Die Diskrepanz zwischen Syrizas Anti-Spar-Gehabe und ihrer gemäßigten tatsächlichen Politik ist das Eine, aber mit der Partei gibt es noch ein grundlegenderes Problem. Es fehlt ihr nicht bloß am Willen, gegen die Sparpolitik vorzugehen; Syriza ist weder ideologisch noch intellektuell dazu in der Lage. In der Partei herrscht dieselbe wachstumsfeindliche Haltung, dasselbe Misstrauen gegenüber materiellem Fortschritt vor, auf dem die Vorstellung des Sparzwangs beruht. Letztlich will auch Syriza sicherstellen, dass die Menschheit innerhalb ökonomischer und ökologischer Grenzen bleibt.
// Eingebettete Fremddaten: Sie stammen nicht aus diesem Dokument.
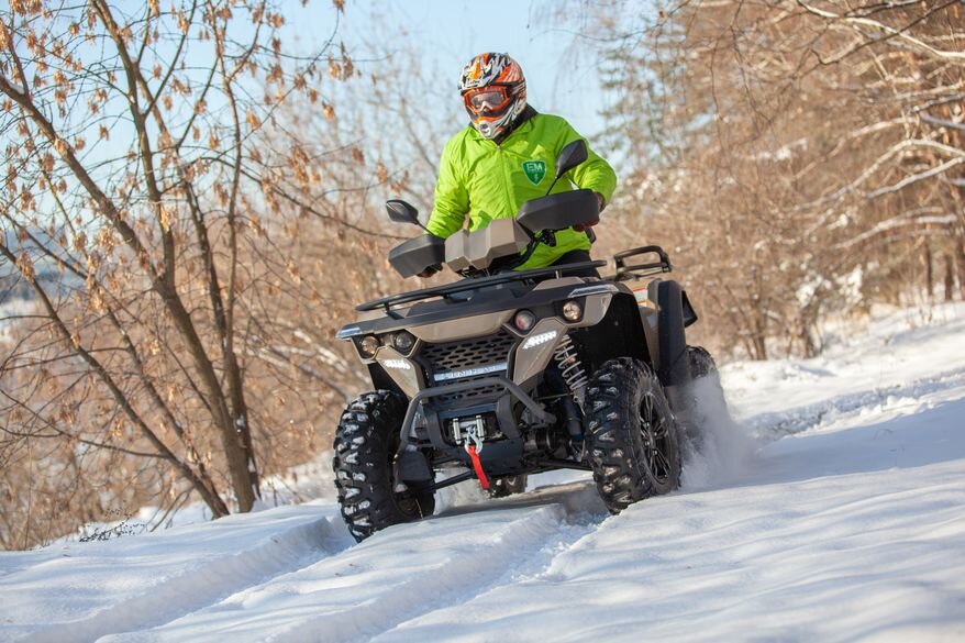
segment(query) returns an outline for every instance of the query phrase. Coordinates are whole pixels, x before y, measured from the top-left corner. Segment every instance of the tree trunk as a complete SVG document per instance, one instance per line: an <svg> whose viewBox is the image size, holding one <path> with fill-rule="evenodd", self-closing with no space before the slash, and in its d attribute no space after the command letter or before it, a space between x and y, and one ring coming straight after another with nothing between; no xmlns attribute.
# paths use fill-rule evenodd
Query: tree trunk
<svg viewBox="0 0 965 643"><path fill-rule="evenodd" d="M958 299L965 300L965 241L955 240L955 265L958 266Z"/></svg>

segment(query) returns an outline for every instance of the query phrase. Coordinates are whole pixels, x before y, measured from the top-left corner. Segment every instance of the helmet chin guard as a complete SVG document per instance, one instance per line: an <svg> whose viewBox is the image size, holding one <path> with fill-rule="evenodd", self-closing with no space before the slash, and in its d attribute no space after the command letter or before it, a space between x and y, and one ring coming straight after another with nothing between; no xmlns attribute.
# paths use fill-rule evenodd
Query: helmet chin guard
<svg viewBox="0 0 965 643"><path fill-rule="evenodd" d="M479 54L469 60L459 75L459 93L469 121L485 138L497 138L509 131L526 109L526 79L519 63L508 54ZM501 93L506 99L480 98L487 93Z"/></svg>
Das vermag nicht zu überraschen. Der dominante Syriza-Flügel, Synaspismos, mag seinen Ursprung in der kommunistischen Linken Griechenlands haben, doch gegenwärtig hat man sich den „No-Logo“-Antikapitalismus- und Antiglobalisierungs-Bewegungen der späten 1990er- und frühen 2000er-Jahre verschrieben. Als junges Mitglied des Synaspismos beeindruckten Tsipras besonders die Anti-G8-Proteste in Genua 2001. „Er erkannte darin die Zukunft der Linken“, erzählte ein Genosse der Financial Times. Drei Jahre später wurde Syrizas aus den Hinterlassenschaften der Antiglobalisierungswelle gegründet und verband dabei Synaspismos mit allerlei antikapitalistischen und Öko-Gruppierungen.
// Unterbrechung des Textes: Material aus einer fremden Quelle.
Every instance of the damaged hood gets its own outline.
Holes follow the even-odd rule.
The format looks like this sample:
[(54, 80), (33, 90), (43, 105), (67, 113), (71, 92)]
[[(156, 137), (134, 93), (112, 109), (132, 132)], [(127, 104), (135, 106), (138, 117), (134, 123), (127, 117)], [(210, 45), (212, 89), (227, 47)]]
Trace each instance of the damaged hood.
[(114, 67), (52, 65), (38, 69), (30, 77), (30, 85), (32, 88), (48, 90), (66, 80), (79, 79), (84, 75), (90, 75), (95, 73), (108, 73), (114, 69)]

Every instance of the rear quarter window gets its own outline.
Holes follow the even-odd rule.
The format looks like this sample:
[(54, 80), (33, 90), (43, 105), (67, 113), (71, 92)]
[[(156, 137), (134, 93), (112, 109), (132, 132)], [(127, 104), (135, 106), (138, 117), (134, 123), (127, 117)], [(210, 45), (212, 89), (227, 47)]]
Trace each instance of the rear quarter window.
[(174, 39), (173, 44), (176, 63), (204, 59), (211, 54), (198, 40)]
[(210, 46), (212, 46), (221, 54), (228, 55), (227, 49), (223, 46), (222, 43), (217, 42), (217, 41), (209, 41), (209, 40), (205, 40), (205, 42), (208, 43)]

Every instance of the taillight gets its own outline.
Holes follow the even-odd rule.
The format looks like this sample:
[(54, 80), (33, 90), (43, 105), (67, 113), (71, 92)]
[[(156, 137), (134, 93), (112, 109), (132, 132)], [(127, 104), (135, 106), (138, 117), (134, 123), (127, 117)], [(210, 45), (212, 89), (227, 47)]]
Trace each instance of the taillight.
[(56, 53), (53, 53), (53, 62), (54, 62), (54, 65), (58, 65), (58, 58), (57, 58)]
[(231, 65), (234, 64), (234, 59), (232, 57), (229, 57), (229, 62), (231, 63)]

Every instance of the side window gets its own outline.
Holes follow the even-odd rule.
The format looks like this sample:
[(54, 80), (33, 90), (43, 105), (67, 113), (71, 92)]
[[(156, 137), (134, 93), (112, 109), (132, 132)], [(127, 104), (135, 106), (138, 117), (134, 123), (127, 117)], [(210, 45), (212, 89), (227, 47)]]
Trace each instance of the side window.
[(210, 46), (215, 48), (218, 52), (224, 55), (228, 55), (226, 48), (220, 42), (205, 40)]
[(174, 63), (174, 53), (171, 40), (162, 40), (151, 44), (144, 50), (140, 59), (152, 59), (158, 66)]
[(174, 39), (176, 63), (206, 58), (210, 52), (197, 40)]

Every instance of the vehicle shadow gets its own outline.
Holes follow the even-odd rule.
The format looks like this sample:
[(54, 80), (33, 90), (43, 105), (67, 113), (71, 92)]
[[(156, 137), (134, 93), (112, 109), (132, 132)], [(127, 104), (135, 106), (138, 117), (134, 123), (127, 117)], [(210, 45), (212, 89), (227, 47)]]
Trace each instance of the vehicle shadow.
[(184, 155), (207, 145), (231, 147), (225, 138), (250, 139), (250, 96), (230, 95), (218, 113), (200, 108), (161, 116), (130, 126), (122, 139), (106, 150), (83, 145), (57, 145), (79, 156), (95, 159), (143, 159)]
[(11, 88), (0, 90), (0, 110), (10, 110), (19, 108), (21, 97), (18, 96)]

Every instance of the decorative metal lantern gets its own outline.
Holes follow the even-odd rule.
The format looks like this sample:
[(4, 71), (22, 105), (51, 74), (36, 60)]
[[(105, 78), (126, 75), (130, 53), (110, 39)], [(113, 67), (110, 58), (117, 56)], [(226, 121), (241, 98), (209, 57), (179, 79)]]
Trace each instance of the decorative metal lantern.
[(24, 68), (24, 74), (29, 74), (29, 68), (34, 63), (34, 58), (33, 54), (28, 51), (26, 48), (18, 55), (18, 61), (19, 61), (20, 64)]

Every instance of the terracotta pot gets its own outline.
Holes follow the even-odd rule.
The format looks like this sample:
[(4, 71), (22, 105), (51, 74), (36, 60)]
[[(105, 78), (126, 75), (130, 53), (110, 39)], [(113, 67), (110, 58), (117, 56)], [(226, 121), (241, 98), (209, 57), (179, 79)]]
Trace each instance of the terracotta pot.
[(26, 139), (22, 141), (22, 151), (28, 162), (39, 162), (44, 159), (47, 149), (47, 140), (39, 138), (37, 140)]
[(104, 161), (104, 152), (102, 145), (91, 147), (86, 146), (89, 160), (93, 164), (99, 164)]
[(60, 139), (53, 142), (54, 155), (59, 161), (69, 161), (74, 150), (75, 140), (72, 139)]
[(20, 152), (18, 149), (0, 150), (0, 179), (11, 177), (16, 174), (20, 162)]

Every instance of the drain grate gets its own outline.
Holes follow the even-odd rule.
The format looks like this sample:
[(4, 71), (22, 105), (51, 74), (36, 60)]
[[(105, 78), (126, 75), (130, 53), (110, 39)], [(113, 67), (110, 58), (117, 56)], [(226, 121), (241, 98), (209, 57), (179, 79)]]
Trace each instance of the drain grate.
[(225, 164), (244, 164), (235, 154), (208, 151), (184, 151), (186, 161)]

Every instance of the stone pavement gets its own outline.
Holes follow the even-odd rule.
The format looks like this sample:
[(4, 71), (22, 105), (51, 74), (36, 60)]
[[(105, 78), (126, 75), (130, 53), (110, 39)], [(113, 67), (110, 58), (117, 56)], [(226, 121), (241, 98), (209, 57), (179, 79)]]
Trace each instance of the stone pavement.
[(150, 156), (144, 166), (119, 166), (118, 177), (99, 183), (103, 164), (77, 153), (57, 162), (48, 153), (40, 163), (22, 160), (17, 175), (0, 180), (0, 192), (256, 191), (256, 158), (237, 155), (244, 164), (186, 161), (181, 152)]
„Wir brauchen eine mutige Missachtung natürlicher und ökologischer Grenzen“

Syriza war also von Anfang an ein Produkt der Krise der Linken, nämlich ihrer Bereitschaft, in Ermangelung alter sozialistischer und kommunistischer Überzeugungen die gegen Fortschritt und Moderne gerichtete ökologische Ideologie zu übernehmen. Schließlich, so der Gedankengang, ist diese Ideologie zumindest antikapitalistisch – nur richtet sie sich eben auch gegen den Menschen und dessen Ehrgeiz. Tatsächlich hatte die Antiglobalisierungsbrigade weniger mit dem Kapitalismus ein Problem, als eher mit dem menschlichen Streben nach besseren Lebensumstände, nach mehr Produktion und Konsum, nach der Überwindung immer neuer Grenzen und ständiger Weiterentwicklung.
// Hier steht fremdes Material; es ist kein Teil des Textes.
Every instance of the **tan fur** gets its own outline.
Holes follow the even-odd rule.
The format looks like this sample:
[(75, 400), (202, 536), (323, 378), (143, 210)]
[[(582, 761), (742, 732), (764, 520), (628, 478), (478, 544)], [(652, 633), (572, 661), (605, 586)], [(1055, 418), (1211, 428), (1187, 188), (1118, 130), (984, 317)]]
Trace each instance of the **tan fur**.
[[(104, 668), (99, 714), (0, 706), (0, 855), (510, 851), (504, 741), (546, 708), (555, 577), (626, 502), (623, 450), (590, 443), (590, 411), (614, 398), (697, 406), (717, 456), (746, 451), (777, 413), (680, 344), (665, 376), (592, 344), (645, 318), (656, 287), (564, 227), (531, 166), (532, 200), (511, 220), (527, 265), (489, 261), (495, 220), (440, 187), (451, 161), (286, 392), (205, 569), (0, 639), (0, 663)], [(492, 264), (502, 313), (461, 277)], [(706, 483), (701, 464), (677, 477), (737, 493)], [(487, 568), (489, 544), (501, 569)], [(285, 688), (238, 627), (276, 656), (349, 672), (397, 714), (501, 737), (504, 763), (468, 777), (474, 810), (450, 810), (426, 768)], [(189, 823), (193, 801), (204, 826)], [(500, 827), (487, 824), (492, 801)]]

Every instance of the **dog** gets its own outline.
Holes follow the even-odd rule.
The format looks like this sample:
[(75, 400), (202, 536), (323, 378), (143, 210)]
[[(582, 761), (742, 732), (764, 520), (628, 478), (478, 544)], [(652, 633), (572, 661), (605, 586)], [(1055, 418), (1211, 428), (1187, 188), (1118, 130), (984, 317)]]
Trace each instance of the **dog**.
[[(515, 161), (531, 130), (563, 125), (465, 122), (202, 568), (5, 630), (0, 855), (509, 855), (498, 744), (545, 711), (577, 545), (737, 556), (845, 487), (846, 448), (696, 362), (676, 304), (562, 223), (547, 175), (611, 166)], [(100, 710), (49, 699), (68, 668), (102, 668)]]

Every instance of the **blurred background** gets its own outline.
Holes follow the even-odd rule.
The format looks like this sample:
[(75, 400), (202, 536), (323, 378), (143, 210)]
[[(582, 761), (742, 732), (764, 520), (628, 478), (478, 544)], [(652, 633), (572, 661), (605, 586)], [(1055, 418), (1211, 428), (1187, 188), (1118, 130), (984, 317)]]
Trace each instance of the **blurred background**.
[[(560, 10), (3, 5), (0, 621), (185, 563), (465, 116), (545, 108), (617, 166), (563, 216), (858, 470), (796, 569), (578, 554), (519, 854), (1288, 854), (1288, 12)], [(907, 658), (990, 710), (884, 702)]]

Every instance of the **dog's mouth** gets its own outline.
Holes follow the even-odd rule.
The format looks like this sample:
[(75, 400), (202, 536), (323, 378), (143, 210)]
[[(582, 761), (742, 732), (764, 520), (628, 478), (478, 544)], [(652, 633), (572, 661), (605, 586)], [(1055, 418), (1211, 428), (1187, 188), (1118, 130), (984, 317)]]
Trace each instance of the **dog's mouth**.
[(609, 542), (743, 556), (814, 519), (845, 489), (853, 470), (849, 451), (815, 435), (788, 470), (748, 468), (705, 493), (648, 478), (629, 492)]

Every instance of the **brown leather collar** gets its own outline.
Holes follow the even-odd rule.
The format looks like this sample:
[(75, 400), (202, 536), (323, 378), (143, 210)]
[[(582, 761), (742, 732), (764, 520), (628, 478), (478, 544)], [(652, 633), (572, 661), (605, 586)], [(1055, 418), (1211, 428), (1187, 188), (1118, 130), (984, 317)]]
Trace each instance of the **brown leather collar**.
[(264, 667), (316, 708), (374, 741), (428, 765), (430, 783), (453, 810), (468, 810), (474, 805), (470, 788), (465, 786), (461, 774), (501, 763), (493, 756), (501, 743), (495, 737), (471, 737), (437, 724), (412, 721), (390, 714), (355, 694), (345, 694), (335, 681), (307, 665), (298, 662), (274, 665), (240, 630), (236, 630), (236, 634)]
So eifrig sann Synaspismos darauf, mit dem Traum der alten Linken vom materiellen Überfluss zu brechen, dass sie 2003 ihren Namen von „Koalition der Linken und des Fortschritts“ zu „Koalition der Linken und der Ökologie“ änderte. Fortschritt durch Ökologie zu ersetzen, betont Syriza seitdem immer stärker. Die Partei lehnt sowohl Kernenergie, als auch die „vom neoliberalen Expansionismus vorangetriebene Überausbeutung natürlicher Ressourcen“ ab. „Natürliche Ressourcen stehen von allen Seiten unter Beschuss“, schreibt Syriza und verspricht, „anständige Jobs zu schaffen, Wohlstand gerechter zu verteilen und die Umwelt zu respektieren“. Im Januar 2015 skizzierte Tsipras seine Vision in der spanischen Zeitung El Pais: „ Aus der Finsternis der Austerität und des Autoritarismus ins Licht der Demokratie, der Solidarität und der nachhaltigen Entwicklung.“

Ja, Syriza mag sich an einigen Stellen anhören, als würde sie den Konsens der politischen Elite über Sparzwang in Frage stellen. Aber auf den zweiten Blick zeigt sich ein allzu vertrautes, sehr gut angepasstes politisches Monster. Eines, das sich der Reduzierung menschlicher Ressourcennutzung und Konsumgewohnheiten so verpflichtet fühlt wie der grünste moderne Pessimist. Das ist kein Rezept gegen die Sparpolitik – das ist eine Bekräftigung ihrer grundlegenden Prinzipien, von der Wachstumskritik über die Akzeptanz unseres baldigen Untergangs bis zur Vorstellung, dass die Natur unser Streben begrenzen würde.

Sieben Jahre nach dem Börsencrash, nach sieben Jahre Stagnation und Rückgang westlicher Volkswirtschaften ist die Linke ist einer echten Alternative zur Austerität noch kein Stück näher gekommen. Dazu brauchen wir Begeisterung für die Zukunft, Bekenntnis zum Risiko, und die mutige Missachtung natürlicher und ökologischer Grenzen. Eines steht fest: Syriza ist nicht die Lösung.